Жан-Кристоф. Том IV - Роллан Ромен - Страница 45


Изменить размер шрифта:

45

Пять дней предавался Кристоф опьянению солнцем. Пять дней впервые в жизни Кристоф забыл, что он музыкант. Музыка его существа превратилась в свет. Воздух, море и земля — великолепная симфония, исполняемая оркестром солнца. И с каким врожденным искусством умеет Италия пользоваться этим оркестром! Другие народы пишут с натуры; итальянец творит вместе с природой, он пишет солнцем. Музыка красок. Здесь все музыка, все поет. Простая стена у дороги, красная с золотыми трещинками, над ней два кипариса с курчавой кроной, а вокруг бездонное голубое небо. Белая мраморная лестница, прямая и узкая, поднимается между розовых стен к голубому фасаду храма. Разноцветные домики, словно абрикосы, лимоны, цитроны, светятся среди оливковых рощ и кажутся восхитительными спелыми плодами в листве… Итальянская природа возбуждает чувственность: глаза наслаждаются красками, подобно тому как язык — ароматными, сочными фруктами. Кристоф набросился на это новое лакомство с жадной и наивной прожорливостью; он вознаграждал себя за серые, аскетические пейзажи, которые вынужден был созерцать до сих пор. Его могучий интеллект, угнетенный обстоятельствами, внезапно осознал свою способность наслаждаться, до сих пор не использованную. Им завладели, словно добычей, запахи, краски, музыка голосов, колоколов и моря, ласкающая воздух, теплые объятия солнца… Кристоф ни о чем не думал. Он пребывал в состоянии сладостного блаженства, нарушая его лишь для того, чтобы поделиться со всеми встречными своей радостью: с лодочником — старым рыбаком в красной шапочке венецианского сенатора, из-под которой глядели живые глаза в сети мелких морщинок; со своим единственным сотрапезником — апатичным и сонным миланцем, который, поглощая макароны, вращал черными, как у Отелло, свирепыми от ненависти глазами; с официантом из ресторана, который, подавая блюда, вытягивал шею, изгибал руки и торс, подобно ангелу Бернини; с маленьким Иоанном Крестителем, который, строя глазки, просил милостыню на дороге и предлагал прохожим апельсин на зеленой ветке. Кристоф окликал возчиков, которые, лежа на спине в своих повозках, гнусавыми голосами тянули какую-то песню без конца и начала. Он поймал себя на том, что напевает из «Cavalleria rusticana»![12] Цель его путешествия была совершенно забыта. Он забыл, как торопился, как спешил поскорее увидеть Грацию…

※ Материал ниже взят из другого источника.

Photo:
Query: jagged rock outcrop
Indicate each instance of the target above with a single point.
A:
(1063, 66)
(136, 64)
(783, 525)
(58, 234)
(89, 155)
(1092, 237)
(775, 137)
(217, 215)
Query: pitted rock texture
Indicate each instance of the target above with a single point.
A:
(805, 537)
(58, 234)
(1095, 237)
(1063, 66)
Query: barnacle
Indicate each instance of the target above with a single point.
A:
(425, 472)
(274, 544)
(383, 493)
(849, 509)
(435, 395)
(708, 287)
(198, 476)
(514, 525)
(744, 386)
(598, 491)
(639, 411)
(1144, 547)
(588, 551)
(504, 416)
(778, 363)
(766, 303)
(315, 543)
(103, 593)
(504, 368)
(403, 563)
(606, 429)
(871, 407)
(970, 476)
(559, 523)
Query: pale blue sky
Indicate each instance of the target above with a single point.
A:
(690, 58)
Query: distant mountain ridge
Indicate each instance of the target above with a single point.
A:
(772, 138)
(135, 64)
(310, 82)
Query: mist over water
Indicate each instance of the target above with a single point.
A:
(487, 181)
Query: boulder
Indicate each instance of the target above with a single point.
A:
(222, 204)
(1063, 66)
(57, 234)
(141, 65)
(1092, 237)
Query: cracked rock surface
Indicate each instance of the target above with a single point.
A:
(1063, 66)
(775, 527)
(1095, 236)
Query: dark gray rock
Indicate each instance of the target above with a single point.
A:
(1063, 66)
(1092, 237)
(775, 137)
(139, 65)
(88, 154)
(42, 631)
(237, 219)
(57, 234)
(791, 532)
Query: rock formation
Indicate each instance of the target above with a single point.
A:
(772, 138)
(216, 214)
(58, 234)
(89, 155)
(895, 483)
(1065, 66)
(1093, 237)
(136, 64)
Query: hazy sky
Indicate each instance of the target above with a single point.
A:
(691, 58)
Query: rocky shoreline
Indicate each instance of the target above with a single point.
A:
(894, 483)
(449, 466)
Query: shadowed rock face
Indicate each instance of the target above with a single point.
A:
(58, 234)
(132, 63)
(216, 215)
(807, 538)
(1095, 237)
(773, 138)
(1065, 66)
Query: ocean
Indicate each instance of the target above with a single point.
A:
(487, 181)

Так продолжалось до того дня, пока образ возлюбленной снова не ожил в нем. Что его вызвало? Быть может, взгляд, перехваченный на дороге, или переливы низкого и певучего голоса, — Кристоф не знал. Но настал час, когда отовсюду — из кольца холмов, покрытых маслиновыми рощами, из высоких гладких гребней Апеннин, вырисовывавшихся в ночном мраке и при ярком солнечном свете, и из апельсинных рощ, отягощенных цветами и плодами, из глубокого дыхания моря — на него смотрело улыбающееся лицо подруги. Бесчисленными очами глядели на него с неба глаза Грации. Она расцветала на этой земле, как роза на розовом кусте.

Кристоф спохватился. Снова сел в поезд, отправлявшийся в Рим, и уже нигде больше не останавливался. Ничто не интересовало его — ни итальянские памятники, ни старинные города, ни знаменитые произведения искусства. Он не видел и не стремился что-либо увидеть в Риме, а то, что успел заметить проезжая мимо, — новые, лишенные всякого стиля, кварталы, квадратные здания, — не внушало ему желания осматривать этот город.

Тотчас по приезде он отправился к Грации. Она спросила:

— Какой дорогой вы ехали? Вы останавливались в Милане, во Флоренции?

— Нет, — отвечал он. — К чему?

Она рассмеялась.

— Прекрасный ответ! А какое впечатление на вас произвел Рим?

— Никакого, — сказал он, — я ничего не видел.

— Но все-таки?

— Никакого. Я не видел ни одного памятника. Прямо из гостиницы пришел к вам.

— Довольно пройти десять шагов, чтобы увидеть Рим… Взгляните на эту стену, напротив… Посмотрите, какое освещение!

— Я вижу только вас, — сказал он.

— Вы варвар, вы видите только то, что создано вашим воображением. А когда вы выехали из Швейцарии?

— Неделю назад.

— Что же вы делали столько времени?

— Сам не знаю. Я остановился случайно в деревушке на берегу моря. Не помню даже, как она называется. Я спал целую неделю. Спал с открытыми глазами. Не знаю, что видел, не знаю, о чем грезил. Кажется, мечтал о вас. Знаю только, что это было прекрасно. Но самое прекрасное, что я все забыл…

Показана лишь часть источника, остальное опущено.